The constitutional implications are unambiguous. The Supreme Court of India has consistently held that the right to life under Article 21 includes dignity, health, and holistic development, and that education under Article 21A includes conditions necessary for physical growth and safety. Developed countries operationalise these principles through enforceable policy. Meghalaya merely acknowledges them in speeches. This is no longer a failure of coordination. It is a failure of will.
Meghalaya does not need another announcement, festival, or symbolic gesture.
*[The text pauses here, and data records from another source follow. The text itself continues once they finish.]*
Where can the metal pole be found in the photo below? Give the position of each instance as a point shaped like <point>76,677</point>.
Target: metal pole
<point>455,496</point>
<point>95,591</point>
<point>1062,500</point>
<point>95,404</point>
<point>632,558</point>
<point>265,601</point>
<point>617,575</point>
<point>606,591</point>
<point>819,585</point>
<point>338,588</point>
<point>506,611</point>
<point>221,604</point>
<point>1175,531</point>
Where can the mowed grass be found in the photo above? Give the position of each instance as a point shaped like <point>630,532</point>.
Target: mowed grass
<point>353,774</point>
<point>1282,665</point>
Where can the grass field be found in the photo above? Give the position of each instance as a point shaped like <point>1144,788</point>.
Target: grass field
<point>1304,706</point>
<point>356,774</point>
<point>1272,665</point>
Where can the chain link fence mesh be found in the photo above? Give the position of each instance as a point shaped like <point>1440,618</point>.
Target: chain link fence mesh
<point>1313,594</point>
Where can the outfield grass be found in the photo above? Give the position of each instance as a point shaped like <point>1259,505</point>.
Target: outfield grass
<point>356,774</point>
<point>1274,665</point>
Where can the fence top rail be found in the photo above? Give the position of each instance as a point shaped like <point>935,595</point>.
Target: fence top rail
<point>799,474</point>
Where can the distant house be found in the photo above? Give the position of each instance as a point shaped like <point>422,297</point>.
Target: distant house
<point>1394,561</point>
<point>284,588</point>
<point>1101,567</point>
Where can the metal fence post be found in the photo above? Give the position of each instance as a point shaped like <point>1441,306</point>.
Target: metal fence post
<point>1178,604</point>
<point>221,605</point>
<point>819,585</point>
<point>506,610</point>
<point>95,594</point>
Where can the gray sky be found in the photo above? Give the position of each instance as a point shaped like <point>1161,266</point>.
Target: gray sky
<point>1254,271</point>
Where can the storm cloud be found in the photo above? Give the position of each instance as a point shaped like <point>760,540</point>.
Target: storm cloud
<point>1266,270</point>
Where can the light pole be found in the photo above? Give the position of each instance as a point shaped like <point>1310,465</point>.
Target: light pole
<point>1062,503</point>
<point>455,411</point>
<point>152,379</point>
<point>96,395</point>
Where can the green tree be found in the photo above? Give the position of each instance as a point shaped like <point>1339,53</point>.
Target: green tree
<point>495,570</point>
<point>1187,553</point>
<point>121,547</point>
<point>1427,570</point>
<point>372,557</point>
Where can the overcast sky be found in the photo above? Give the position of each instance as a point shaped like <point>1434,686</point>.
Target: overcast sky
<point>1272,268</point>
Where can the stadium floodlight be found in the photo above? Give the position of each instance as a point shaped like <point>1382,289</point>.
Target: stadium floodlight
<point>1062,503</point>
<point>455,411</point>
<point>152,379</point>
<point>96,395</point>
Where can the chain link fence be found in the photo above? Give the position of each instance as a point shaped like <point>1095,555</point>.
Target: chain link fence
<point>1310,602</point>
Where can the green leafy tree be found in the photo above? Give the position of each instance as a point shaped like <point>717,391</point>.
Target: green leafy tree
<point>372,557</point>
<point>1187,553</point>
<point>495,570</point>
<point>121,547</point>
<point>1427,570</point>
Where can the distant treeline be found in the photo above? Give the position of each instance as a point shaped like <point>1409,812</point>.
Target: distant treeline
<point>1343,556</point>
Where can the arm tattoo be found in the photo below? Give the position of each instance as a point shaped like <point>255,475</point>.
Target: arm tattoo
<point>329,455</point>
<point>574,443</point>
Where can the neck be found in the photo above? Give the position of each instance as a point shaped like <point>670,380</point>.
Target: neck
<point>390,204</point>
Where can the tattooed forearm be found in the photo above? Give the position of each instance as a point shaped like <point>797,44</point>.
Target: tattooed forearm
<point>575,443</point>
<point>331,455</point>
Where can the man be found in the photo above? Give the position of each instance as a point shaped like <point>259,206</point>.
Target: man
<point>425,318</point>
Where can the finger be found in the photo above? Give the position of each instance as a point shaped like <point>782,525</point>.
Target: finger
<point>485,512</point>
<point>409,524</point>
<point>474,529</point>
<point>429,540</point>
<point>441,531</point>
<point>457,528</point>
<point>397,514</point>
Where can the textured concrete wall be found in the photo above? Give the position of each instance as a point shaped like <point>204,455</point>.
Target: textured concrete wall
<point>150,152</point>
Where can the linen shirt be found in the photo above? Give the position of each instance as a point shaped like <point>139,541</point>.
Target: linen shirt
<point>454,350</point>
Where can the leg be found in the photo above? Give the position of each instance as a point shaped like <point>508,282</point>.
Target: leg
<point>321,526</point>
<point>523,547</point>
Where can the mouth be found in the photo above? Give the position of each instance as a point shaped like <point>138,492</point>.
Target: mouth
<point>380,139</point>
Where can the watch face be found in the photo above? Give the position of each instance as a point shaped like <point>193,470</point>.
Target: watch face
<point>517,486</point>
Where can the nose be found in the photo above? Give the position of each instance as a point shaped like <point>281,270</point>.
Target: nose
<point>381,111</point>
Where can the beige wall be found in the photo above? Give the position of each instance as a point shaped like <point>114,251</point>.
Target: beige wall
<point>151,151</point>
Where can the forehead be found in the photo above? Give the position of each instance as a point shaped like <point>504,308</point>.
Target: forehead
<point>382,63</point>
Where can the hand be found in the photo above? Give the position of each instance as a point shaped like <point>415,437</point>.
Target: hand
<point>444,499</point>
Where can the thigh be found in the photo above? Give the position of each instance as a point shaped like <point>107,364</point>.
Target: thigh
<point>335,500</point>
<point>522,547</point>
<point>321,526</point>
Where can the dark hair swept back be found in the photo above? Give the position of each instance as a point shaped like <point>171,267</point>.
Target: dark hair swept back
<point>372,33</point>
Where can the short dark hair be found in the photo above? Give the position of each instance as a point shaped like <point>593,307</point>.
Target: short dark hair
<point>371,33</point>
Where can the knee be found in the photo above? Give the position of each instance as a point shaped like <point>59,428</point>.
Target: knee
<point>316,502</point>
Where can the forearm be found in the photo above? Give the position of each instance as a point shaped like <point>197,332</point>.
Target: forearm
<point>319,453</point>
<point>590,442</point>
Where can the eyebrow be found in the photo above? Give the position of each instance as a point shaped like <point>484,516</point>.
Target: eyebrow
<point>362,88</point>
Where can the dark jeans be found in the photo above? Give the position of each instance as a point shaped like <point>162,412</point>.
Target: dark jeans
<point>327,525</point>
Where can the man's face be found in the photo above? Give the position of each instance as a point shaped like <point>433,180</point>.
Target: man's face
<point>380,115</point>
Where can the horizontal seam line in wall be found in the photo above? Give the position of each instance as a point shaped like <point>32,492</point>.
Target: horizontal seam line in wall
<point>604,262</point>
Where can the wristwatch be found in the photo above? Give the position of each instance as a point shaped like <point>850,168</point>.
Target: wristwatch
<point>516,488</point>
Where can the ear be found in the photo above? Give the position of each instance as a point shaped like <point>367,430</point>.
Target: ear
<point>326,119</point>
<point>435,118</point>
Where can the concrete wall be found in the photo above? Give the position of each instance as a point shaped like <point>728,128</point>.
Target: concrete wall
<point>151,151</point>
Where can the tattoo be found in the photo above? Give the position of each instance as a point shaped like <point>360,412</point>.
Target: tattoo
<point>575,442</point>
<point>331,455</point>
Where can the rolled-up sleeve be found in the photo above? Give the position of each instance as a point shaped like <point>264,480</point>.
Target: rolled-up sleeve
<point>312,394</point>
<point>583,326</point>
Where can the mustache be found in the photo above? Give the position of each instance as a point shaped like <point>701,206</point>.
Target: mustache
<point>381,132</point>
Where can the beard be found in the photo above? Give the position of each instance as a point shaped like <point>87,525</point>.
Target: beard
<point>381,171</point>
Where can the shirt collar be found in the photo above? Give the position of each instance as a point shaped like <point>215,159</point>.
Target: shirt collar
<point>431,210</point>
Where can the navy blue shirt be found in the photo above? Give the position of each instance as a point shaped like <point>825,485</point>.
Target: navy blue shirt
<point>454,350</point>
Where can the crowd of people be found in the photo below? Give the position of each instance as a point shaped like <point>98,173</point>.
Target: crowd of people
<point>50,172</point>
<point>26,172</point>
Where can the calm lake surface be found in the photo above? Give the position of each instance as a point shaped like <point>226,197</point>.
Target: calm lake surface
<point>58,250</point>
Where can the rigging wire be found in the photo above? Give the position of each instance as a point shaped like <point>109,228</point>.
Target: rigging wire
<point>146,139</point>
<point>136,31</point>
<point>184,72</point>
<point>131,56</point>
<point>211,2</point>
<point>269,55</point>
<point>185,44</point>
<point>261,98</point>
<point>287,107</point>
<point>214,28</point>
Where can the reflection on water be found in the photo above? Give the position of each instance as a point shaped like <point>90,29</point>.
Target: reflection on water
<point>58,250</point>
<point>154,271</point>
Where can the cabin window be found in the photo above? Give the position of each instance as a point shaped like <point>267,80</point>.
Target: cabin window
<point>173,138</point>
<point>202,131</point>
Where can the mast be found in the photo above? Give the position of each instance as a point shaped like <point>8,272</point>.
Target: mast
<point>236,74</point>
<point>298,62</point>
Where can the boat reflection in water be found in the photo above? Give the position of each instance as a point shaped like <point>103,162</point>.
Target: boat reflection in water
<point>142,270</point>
It needs what developed societies already understand as non-negotiable: a binding State Sports Policy that assigns responsibility to departments, fixes timelines, enforces accountability, integrates sports into education and welfare, and compels industrial contribution in regions from which industries profit.
Until such a policy exists, departments will continue to deflect blame, industries will continue to free-ride, and youth will continue to lose futures—not because Meghalaya lacks talent, but because it refuses to govern like a modern State.
This is no longer about vision. It is about accountability. Either the Government of Meghalaya legislates, enforces, and owns a State Sports Policy now—or it must accept responsibility for remaining behind a world that moved on long ago.